La parution, retardée par des menées subreptices d’agents triples sud-américains dépêchés en Molvanie (partie Bulgare) où l’ouvrage fut imprimé dans le plus grand secret, a d’ores et déjà suscité une effrénée polémique et des esclandres diplomatiques. En effet, Roubaix, si ce n’est la France,  l’Union européenne, exige désormais de la Patagonie la restitution de la carriole de porteur de journaux de Don Estrambotico de Santamaria (alias Émile Buissiaux), qui avait prédit l’éruption du volcan Sakurajima (Japon), le 13 janvier 1914. Cet illustre érudit Roubaisien, congru ès calendrier maya et féru des maléfices du Trichon et de la Makellerie, avait décelé dans l’émergence du mouvement Dada les prémisses d’une véritable apocalypse. Ses fidèles, « pour le grand jour (…) se destinaient à un suicide collectif en famille (…) voulaient se retirer en un lieu saint (…) se jeter à corps perdu dans la débauche, tandis que d’aucuns avaient choisi de faire les trois, sans pratiquement rien changer [Ndlr. d’apparent…] à leurs habitudes ! ». Affaire(s) à suivre, donc.

 

Cet élégant livre-album, qui ravira les collectionneurs, comporte 48 pages dans l’écrin de sa couverture cartonnée et le colophon mentionne qu’il a été composé en Fuel (Radiateur Fonts) pour les titrages et en Bodoni pour le texte courant (voire cavaleur).
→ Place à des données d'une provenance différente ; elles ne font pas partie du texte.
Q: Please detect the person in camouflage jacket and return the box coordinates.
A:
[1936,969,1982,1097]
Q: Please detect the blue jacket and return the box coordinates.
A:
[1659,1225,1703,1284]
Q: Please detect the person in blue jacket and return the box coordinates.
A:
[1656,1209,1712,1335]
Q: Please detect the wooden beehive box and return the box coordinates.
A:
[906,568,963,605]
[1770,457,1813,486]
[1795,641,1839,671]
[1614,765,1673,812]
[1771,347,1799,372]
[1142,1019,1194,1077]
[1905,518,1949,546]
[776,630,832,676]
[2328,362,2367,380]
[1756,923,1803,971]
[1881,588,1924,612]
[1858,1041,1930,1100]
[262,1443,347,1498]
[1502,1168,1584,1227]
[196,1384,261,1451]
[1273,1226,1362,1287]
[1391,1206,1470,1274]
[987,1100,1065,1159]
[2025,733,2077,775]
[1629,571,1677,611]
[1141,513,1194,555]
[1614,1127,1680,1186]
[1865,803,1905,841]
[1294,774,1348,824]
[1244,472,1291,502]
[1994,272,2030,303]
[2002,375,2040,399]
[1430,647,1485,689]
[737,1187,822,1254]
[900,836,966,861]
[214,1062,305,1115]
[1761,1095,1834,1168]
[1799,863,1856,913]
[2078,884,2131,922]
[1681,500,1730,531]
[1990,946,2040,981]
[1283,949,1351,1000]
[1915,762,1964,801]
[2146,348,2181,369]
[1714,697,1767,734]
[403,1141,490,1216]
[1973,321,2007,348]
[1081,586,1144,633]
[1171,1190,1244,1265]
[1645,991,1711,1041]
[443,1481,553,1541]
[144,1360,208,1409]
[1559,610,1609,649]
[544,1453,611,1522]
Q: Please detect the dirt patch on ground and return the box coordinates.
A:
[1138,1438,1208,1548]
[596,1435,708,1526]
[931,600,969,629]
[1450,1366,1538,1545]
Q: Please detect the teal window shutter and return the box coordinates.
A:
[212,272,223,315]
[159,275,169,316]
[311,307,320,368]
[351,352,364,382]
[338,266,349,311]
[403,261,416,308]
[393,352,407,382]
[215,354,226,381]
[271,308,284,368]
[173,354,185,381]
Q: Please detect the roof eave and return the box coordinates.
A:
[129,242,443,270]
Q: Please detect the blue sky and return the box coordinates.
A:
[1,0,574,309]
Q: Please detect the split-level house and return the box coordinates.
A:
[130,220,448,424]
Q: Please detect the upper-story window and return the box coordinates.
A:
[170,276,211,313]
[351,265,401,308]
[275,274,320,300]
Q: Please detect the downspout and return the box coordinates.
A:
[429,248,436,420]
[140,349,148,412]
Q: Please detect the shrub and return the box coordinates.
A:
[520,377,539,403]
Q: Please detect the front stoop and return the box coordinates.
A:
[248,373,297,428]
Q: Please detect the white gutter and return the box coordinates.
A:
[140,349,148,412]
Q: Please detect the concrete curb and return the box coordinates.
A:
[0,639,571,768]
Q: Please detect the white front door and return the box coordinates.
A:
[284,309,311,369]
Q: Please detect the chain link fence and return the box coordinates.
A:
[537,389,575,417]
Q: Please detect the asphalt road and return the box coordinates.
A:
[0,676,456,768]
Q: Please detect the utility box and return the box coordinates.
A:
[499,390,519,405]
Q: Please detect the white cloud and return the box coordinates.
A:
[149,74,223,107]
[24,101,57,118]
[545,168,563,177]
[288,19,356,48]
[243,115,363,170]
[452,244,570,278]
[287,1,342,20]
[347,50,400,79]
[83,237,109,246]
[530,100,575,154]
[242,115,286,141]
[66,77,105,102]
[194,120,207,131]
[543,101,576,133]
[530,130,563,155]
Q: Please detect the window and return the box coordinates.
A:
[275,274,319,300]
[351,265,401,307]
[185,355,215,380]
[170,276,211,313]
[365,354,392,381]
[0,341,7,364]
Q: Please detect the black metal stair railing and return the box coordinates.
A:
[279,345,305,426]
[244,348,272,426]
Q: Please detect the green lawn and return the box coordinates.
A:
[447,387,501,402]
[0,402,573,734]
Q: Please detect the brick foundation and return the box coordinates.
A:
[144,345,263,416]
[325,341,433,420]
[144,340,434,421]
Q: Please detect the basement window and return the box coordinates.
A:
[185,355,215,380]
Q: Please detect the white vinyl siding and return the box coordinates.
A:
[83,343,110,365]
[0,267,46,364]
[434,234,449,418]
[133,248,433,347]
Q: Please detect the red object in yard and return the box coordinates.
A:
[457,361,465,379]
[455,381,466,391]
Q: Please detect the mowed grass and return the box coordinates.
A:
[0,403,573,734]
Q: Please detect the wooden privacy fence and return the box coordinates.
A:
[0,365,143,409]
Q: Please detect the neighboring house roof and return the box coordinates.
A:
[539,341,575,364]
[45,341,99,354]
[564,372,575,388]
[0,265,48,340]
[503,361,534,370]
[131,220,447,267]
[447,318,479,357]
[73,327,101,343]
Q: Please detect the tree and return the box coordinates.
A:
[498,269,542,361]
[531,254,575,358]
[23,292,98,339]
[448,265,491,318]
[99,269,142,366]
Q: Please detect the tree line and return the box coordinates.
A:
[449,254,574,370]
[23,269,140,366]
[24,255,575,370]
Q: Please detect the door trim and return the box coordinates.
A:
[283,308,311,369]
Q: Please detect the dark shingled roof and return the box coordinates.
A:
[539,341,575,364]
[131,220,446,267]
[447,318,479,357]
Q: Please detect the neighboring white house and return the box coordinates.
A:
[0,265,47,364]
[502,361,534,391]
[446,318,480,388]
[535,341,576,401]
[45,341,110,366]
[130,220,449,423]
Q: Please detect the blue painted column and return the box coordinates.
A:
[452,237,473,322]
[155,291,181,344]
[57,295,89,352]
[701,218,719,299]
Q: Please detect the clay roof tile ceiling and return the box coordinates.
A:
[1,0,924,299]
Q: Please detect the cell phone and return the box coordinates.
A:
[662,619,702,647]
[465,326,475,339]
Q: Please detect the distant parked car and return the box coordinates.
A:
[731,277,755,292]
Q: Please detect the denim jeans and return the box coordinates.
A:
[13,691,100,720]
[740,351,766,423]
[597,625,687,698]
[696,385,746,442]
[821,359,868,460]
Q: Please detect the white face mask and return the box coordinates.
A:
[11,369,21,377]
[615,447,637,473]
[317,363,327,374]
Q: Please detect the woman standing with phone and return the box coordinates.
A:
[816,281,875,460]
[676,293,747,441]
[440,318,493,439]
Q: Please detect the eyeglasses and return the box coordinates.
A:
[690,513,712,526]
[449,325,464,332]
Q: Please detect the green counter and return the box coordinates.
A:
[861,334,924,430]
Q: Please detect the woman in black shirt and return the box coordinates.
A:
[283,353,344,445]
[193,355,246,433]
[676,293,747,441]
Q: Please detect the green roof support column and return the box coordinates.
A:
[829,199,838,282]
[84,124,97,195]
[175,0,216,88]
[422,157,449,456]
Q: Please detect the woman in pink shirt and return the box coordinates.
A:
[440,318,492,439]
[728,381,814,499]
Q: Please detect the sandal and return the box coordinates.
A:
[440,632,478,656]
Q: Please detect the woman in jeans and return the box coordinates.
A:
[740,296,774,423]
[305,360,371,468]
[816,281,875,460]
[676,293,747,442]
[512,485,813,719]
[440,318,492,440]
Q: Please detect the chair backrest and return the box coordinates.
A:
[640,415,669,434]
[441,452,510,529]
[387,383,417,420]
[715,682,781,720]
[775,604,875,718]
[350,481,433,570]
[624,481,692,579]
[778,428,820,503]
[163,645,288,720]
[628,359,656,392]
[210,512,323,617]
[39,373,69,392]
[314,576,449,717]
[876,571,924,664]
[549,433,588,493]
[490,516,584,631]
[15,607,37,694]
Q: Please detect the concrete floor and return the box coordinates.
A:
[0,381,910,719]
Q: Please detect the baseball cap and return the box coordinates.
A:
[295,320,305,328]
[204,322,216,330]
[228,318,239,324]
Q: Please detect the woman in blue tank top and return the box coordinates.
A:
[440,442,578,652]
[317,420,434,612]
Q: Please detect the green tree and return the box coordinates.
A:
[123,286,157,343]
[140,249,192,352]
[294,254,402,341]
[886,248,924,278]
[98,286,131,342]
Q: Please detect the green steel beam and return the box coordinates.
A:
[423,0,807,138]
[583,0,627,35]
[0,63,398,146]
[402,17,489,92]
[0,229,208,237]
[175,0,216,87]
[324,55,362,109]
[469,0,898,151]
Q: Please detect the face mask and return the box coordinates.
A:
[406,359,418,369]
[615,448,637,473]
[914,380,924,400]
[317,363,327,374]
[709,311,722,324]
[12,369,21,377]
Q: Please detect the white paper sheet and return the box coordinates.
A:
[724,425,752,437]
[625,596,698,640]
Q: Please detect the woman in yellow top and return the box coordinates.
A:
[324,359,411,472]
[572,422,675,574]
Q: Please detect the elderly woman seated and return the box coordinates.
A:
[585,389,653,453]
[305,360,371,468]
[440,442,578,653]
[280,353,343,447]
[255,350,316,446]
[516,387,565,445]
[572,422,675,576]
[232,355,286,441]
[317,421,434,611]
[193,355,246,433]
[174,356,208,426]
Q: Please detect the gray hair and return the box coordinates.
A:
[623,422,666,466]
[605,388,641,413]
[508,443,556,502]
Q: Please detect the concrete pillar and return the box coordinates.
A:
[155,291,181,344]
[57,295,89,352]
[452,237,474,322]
La conception graphique est de Jean-Jacques Tachdjian. Une succincte (moins de 30 titres cités) bibliographie ne recense que les rares ouvrages trop méconnus du grand public (La Blavatskaïa, ou l’illuminée lumière, Lefondu, Rael, Rosswell Publishing, Utah, 1989, y côtoie Roubaix au temps des Croisades, attribué à Prurit, prieur de l’abbaye de Châlons, circa 1511, ou encore Le Tricot facile, Bérulle, Jeanine, J’apprends en m’amusant éd., Wazemmes, 1952). Ce choix rigoureux n’est pas critiquable mais nous déplorerons l’absence d’un index et des cotes des illustrations provenant de la Médiathèque de Roubaix. La rotogravure colorisée de la page 27 (la piscine à marée basse) est attribuée à Sophie Deballe, de PhotoSapiens, mais non datée. Nonobstant ces remarques de détail, qu’on pardonnera même si la conservatrice du fonds gréco-romain de l’Alexandrine n’a pas considérés véniels ces manquements aux règles de la proto-paléographie, c’est un satisfecit global et chaleureusement positif sans notables réserves qui a, de la part de la communauté scientifique, salué cette somme tant abyssale que culminante. Le profane y trouvera aussi son compte : nulle cuistrerie ne vient entacher un style alerte, voire enjoué (on aura l’indulgence de le confier aux grands adolescents mais en épargner toutefois la lecture aux enfants).

 

Espérons enfin qu’un site dédié, au moins similaire en intérêt à celui consacré aux Nouvelles Légendes improbables du Nord-Pas-de-Calais, viendra bientôt prolonger cette passionnante lecture.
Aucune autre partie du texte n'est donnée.